Virtual Machine Mobility Protocol for L2 and L3 Overlay Networks

Data center networks are being increasingly used by telecom operators as well as by enterprises. In this document we are interested in overlay-based data center networks supporting multitenancy. These networks are organized as one large Layer 2 network geographically distributed in several buildings. In some cases geographical distribution can span across Layer 2 boundaries. In that case need arises for connectivity between Layer 2 boundaries which can be achieved by the network virtualization edge (NVE) functioning as Layer 3 gateway routing across bridging domain such as in Warehouse Scale Computers (WSC). Virtualization which is being used in almost all of today's data centers enables many virtual machines to run on a single physical computer or compute server. Virtual machines (VM) need hypervisor running on the physical compute server to provide them shared processor/memory/storage. Network connectivity is provided by the network virtualization edge (NVE) , . Being able to move VMs dynamically, or live migration, from one server to another allows for dynamic load balancing or work distribution and thus it is a highly desirable feature . There are many challenges and requirements related to migration, mobility, and interconnection of Virtual Machines (VMs)and Virtual Network Elements (VNEs). Retaining IP addresses after a move is a key requirement . Such a requirement is needed in order to maintain existing transport connections. In L3 based data networks, retaining IP addresses after a move is simply not possible. This introduces complexity in IP address management and as a result transport connections need to be reestablished. In view of many virtual machine mobility schemes that exist today, there is a desire to define a standard control plane protocol for virtual machine mobility. The protocol should be based on IPv4 or IPv6. In this document we specify such a protocol for Layer 2 and Layer 3 data networks.

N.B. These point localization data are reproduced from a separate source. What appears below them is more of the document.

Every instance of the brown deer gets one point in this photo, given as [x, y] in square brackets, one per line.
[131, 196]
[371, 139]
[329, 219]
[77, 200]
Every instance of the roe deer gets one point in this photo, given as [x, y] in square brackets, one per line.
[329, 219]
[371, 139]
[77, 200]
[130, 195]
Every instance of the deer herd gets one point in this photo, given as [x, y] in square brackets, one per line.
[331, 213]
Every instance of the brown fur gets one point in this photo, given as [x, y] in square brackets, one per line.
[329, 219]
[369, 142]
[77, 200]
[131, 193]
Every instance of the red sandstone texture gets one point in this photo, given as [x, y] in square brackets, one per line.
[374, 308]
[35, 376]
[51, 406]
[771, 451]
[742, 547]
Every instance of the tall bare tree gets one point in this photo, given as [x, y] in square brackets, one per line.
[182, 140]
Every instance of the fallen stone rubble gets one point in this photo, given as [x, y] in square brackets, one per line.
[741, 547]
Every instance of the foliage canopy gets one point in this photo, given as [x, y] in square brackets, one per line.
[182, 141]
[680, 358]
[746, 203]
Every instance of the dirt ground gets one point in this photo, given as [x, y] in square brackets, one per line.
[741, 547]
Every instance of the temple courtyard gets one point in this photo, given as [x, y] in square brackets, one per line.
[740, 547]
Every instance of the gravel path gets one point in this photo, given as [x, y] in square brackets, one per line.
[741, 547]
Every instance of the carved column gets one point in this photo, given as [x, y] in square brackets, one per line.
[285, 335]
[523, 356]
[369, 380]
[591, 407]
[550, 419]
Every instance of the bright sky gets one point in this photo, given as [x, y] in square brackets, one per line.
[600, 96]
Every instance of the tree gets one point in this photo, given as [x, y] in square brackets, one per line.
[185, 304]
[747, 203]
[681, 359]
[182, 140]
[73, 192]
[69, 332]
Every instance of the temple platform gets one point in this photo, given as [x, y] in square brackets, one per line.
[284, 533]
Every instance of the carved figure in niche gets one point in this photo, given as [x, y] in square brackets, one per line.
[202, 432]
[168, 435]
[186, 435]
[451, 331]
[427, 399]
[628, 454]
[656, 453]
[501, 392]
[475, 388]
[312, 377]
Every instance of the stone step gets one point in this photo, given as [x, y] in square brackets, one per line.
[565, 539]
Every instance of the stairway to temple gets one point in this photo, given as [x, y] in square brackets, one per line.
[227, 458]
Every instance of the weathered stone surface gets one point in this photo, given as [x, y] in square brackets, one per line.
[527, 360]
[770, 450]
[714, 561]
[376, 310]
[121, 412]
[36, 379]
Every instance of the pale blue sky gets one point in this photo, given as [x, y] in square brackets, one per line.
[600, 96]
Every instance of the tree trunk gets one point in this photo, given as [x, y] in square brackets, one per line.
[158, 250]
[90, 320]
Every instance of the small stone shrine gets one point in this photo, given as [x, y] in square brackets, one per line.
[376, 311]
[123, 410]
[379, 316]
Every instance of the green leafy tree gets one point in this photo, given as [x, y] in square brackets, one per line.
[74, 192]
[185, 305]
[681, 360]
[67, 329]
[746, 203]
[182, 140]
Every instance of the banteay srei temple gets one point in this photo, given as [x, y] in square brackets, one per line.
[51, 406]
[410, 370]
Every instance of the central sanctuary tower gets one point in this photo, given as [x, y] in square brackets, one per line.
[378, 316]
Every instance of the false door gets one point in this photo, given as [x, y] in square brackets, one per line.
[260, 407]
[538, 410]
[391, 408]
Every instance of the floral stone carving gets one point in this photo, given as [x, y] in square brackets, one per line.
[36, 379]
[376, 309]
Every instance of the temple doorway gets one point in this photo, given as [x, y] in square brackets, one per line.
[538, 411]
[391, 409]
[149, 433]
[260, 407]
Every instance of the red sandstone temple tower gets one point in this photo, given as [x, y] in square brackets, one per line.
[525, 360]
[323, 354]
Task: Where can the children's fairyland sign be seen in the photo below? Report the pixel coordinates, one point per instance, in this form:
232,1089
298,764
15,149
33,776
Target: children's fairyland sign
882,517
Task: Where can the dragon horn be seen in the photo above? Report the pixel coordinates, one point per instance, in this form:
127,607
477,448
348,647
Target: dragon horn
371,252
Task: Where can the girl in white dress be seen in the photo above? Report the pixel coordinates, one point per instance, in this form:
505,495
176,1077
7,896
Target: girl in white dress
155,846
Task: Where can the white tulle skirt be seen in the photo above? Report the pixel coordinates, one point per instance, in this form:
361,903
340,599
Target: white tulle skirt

The key words "MUST", "MUST NOT", "REQUIRED", "SHALL", "SHALL NOT", "SHOULD", "SHOULD NOT", "RECOMMENDED", "MAY", and "OPTIONAL" in this document are to be interpreted as described in RFC 2119 and . This document uses the terminology defined in . In addition we make the following definitions: Tasks. Tasks are the generalization of virtual machines. Tasks in containers that can be migrated correspond to the virtual machines that can be migrated. We use task and virtual machine interchangeably in this document. Hot VM Mobility. A given VM could be moved from one server to another in running state. Warm VM Mobility. In case of warm VM mobility, the VM states are mirrored to the secondary server (or domain) at a predefined (configurable) regular intervals. This reduces the overheads and complexity but this may also lead to a situation when both servers may not contain the exact same data (state information) Cold VM Mobility. A given VM could be moved from one server to another in stopped or suspended state. Source NVE refers to the old NVE where packets were forwarded to before migration. Destination NVE refers to the new NVE after migration.

This section states requirements on data center network virtual machine mobility. Data center network SHOULD support virtual machine mobility in IPv6. IPv4 SHOULD also be supported in virtual machine mobility. Virtual machine mobility protocol MAY support host routes to accomplish virtualization. Virtual machine mobility protocol SHOULD not support triangular routing except for handling packets in flight. Virtual machine mobility protocol SHOULD not need to use tunneling except for handling packets in flight.

Layer 2 and Layer 3 protocols are described next. In the following sections, we examine more advanced features.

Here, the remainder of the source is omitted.